By Rukayat Moisemhe
Lagos, Jan. 4, 2025 – Nigeria’s ambitious tax reform agenda, while legislatively sound, faces a critical implementation crossroads. According to the Centre for the Promotion of Private Enterprise (CPPE), the ultimate success of these reforms will hinge not on the strength of the laws passed, but on three delicate, human-centric factors: implementation strategy, economic timing, and the fragile commodity of public trust.
Dr. Muda Yusuf, Founder and CEO of CPPE, issued this stark assessment, framing the current reforms as among the most progressive fiscal restructuring efforts in recent decades. However, he delivered a crucial caveat: “Good policy design does not automatically translate into positive outcomes. History has shown that poorly sequenced and rigid implementation can undermine even the most well-intentioned reforms.”
The Peril of “Reform Fatigue” in a Fragile Economy
Yusuf contextualized the challenge, noting that reforms are unfolding under particularly delicate circumstances. The economy is still grappling with elevated inflation, weakened purchasing power, and the lingering adjustment costs from the removal of fuel subsidies and foreign exchange reforms. Households and businesses are experiencing what he termed “reform fatigue.”
“In this context,” Yusuf warned, “expecting full and simultaneous compliance across all sectors is unrealistic. A rigid, enforcement-heavy approach risks undermining reform credibility before its benefits have time to materialise.” This is especially critical with a politically sensitive pre-election period approaching in 2026, where public sentiment can quickly crystallize into political resistance.
The Core Conflict: Progressive Policy vs. Eroded Public Trust
The CPPE analysis acknowledges the reform framework’s pro-welfare provisions, such as exempting low-income earners from personal income tax and providing VAT relief on basic goods, education, and healthcare.

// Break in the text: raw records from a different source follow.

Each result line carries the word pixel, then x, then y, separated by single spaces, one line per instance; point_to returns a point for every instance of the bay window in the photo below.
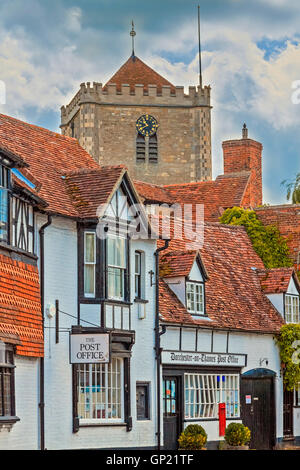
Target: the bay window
pixel 7 398
pixel 100 392
pixel 116 267
pixel 292 308
pixel 195 298
pixel 203 393
pixel 89 264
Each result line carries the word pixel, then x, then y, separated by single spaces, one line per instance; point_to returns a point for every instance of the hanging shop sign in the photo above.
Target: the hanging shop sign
pixel 203 359
pixel 89 348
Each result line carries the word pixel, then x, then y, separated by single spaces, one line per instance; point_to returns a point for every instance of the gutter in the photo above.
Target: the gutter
pixel 157 339
pixel 42 361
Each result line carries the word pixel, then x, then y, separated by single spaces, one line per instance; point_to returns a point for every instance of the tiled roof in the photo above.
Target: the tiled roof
pixel 136 72
pixel 226 191
pixel 87 188
pixel 20 307
pixel 274 281
pixel 153 193
pixel 49 155
pixel 177 263
pixel 234 298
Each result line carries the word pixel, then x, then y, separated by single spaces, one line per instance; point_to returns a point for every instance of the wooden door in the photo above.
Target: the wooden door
pixel 288 402
pixel 257 410
pixel 172 411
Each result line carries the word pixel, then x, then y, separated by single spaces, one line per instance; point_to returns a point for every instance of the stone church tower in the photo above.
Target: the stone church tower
pixel 143 121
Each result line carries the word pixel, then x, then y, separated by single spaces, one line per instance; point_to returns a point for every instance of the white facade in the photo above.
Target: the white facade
pixel 61 278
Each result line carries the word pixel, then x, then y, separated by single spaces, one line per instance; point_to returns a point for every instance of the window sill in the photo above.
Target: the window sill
pixel 99 424
pixel 141 301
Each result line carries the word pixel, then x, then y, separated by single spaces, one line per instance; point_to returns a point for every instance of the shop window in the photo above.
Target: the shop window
pixel 195 298
pixel 89 264
pixel 142 401
pixel 292 308
pixel 7 395
pixel 100 392
pixel 203 393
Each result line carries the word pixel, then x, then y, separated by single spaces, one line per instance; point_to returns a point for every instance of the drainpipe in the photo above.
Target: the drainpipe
pixel 157 338
pixel 42 362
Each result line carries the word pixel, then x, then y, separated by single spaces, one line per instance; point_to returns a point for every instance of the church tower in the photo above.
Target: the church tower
pixel 140 119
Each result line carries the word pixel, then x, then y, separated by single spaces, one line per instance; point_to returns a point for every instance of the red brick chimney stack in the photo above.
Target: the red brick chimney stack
pixel 245 155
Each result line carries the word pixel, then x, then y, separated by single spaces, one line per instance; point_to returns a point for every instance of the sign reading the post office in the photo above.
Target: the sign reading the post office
pixel 89 348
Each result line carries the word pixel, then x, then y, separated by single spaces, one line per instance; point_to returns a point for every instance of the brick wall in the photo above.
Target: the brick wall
pixel 245 155
pixel 104 122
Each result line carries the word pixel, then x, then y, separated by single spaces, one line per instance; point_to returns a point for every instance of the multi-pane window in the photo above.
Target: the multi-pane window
pixel 100 391
pixel 4 203
pixel 138 274
pixel 292 308
pixel 195 298
pixel 116 267
pixel 7 400
pixel 203 393
pixel 89 264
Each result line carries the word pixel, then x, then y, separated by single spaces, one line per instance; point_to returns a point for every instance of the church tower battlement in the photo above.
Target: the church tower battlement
pixel 140 119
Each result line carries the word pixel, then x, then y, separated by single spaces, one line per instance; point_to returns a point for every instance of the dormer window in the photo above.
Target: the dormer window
pixel 195 298
pixel 4 203
pixel 292 314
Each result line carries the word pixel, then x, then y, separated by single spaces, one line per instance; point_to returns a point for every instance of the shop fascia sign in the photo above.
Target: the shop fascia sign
pixel 203 359
pixel 90 348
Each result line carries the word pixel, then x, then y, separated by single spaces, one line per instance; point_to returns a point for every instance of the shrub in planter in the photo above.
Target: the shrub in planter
pixel 237 435
pixel 193 437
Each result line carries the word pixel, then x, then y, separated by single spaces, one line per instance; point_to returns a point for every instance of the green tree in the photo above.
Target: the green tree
pixel 266 240
pixel 293 189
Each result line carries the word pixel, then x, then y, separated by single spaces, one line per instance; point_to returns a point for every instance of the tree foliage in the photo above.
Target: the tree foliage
pixel 293 189
pixel 288 341
pixel 266 240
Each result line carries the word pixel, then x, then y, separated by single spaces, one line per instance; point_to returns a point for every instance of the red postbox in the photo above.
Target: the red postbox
pixel 222 419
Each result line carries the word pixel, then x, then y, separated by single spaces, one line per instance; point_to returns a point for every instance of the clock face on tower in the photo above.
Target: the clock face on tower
pixel 146 125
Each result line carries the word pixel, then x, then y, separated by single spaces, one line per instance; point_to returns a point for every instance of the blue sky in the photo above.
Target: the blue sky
pixel 251 57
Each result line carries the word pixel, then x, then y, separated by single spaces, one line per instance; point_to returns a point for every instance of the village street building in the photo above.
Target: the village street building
pixel 112 374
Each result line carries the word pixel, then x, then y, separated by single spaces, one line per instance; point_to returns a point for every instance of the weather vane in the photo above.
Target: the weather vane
pixel 132 34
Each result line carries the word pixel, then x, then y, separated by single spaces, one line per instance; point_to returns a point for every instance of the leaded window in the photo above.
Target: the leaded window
pixel 203 393
pixel 195 298
pixel 292 308
pixel 89 264
pixel 100 392
pixel 116 267
pixel 7 398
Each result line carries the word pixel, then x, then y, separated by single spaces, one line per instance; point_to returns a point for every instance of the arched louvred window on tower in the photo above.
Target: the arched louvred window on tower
pixel 140 148
pixel 153 149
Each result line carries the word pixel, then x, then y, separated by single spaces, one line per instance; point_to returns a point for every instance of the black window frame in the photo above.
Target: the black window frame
pixel 7 367
pixel 147 413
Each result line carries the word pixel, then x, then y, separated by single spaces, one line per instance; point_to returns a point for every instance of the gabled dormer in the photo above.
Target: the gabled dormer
pixel 17 202
pixel 185 274
pixel 282 288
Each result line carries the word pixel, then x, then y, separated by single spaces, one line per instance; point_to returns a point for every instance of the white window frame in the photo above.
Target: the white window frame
pixel 191 287
pixel 291 308
pixel 89 263
pixel 202 402
pixel 89 395
pixel 115 267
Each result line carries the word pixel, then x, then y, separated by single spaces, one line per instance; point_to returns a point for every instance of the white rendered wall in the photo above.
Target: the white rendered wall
pixel 24 434
pixel 61 284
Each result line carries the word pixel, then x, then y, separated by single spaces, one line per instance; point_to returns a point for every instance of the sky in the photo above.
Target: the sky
pixel 251 59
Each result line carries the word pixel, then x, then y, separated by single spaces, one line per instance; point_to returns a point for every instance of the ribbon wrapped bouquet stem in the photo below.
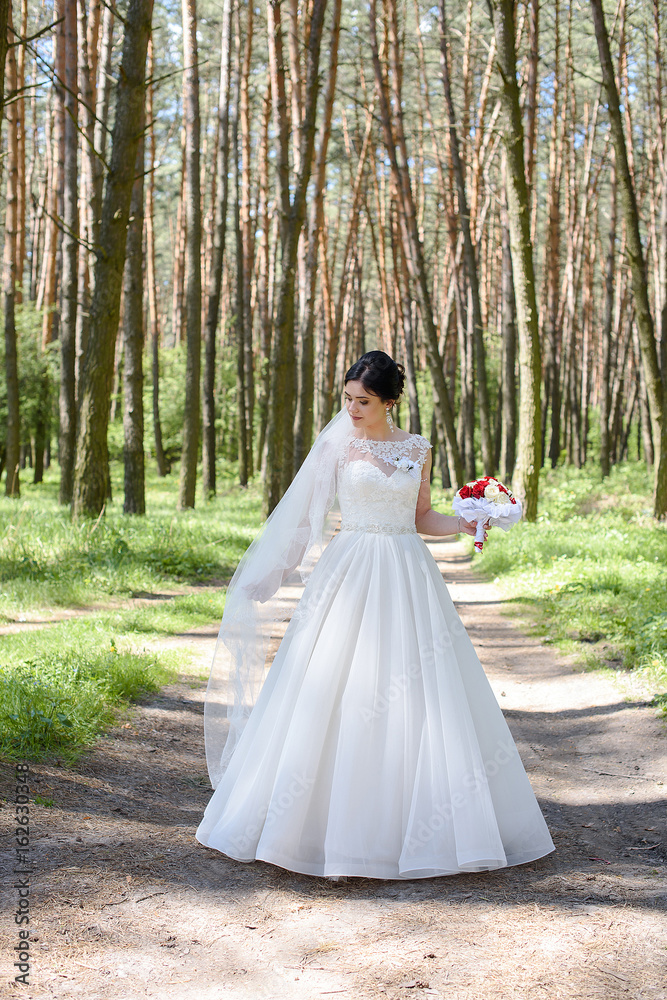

It also praises the rationalization of multiple taxes and incentives for job-creating sectors.
Yet, the central obstacle is a profound crisis of trust. Yusuf explained that public resistance is “rooted in lived experience.” Many Nigerians associate past reforms with rising living costs and declining welfare, without seeing corresponding improvements in public services like roads, security, or power. A weak social contract—the citizen’s belief that taxes paid will result in services rendered—continues to undermine confidence. This creates a vicious cycle: low trust breeds low compliance, which limits revenue, which constrains service delivery, further eroding trust.
The Informal Economy: A Reality That Demands a Nuanced Approach
A critical flashpoint is Nigeria’s vast informal sector, an ecosystem that cannot be ignored or bullied into compliance. With an estimated 40 million micro, small, and nano enterprises—over 80% operating informally and accounting for more than 90% of jobs—the standard enforcement playbook is ineffective and potentially destructive.
“Most informal operators lack proper record-keeping, tax knowledge, digital capacity, and compliance structures,” Yusuf noted. “Enforcement-heavy measures could criminalise informality rather than encourage gradual formalisation.” This highlights a fundamental strategic choice: is the goal immediate revenue extraction or long-term economic integration and growth of the tax base?
Policy Flashpoints and the Case for Strategic Prioritization
The CPPE identified specific measures fueling public and business anxiety:
- Mandatory reporting of bank transactions above N25 million: This could ensnare high-turnover, low-margin businesses (e.g., commodity traders) in undue scrutiny.
- Proposed increase in Capital Gains Tax from 10% to 30%: Seen as potentially discouraging investment in capital markets and property.
- The N500,000 annual rent relief cap: Considered misaligned with rental realities in major urban centers.
- Wide enforcement powers and severe penalties: Risk creating a climate of fear rather than voluntary compliance.
A Pragmatic Pathway Forward: Revenue Efficiency Over Blanket Enforcement
Instead of a scattergun approach, Yusuf advocated for a strategy of revenue efficiency. Empirical evidence shows a Pareto principle in effect: roughly 20% of taxpayers account for close to 90% of tax receipts. Therefore, a phased implementation should:
- Concentrate initial enforcement on large corporations, established SMEs, and high-net-worth individuals who already have compliance infrastructure. This delivers significant revenue without widespread socio-economic disruption.
- Treat the informal sector as a long-term project, using incentives, sustained education, and simplified digital tools (like flat-rate “tax tickets”) to encourage gradual formalization.
- Prioritize trust-building and transparency. Clearly communicating how new revenues are being spent—on visible projects—is as important as collecting the tax itself.
“With 2026 shaping up as a pre-election year, political and social caution is imperative,” Yusuf concluded. “Stability, trust-building, and reform credibility should take precedence over short-term enforcement optics.”
In essence, the CPPE’s message is that tax reform is a marathon, not a sprint. Its success will be measured not by the rigor of its penalties, but by its ability to foster voluntary compliance through perceived fairness, strategic pragmatism, and, ultimately, the restoration of a functional social contract between the Nigerian state and its people.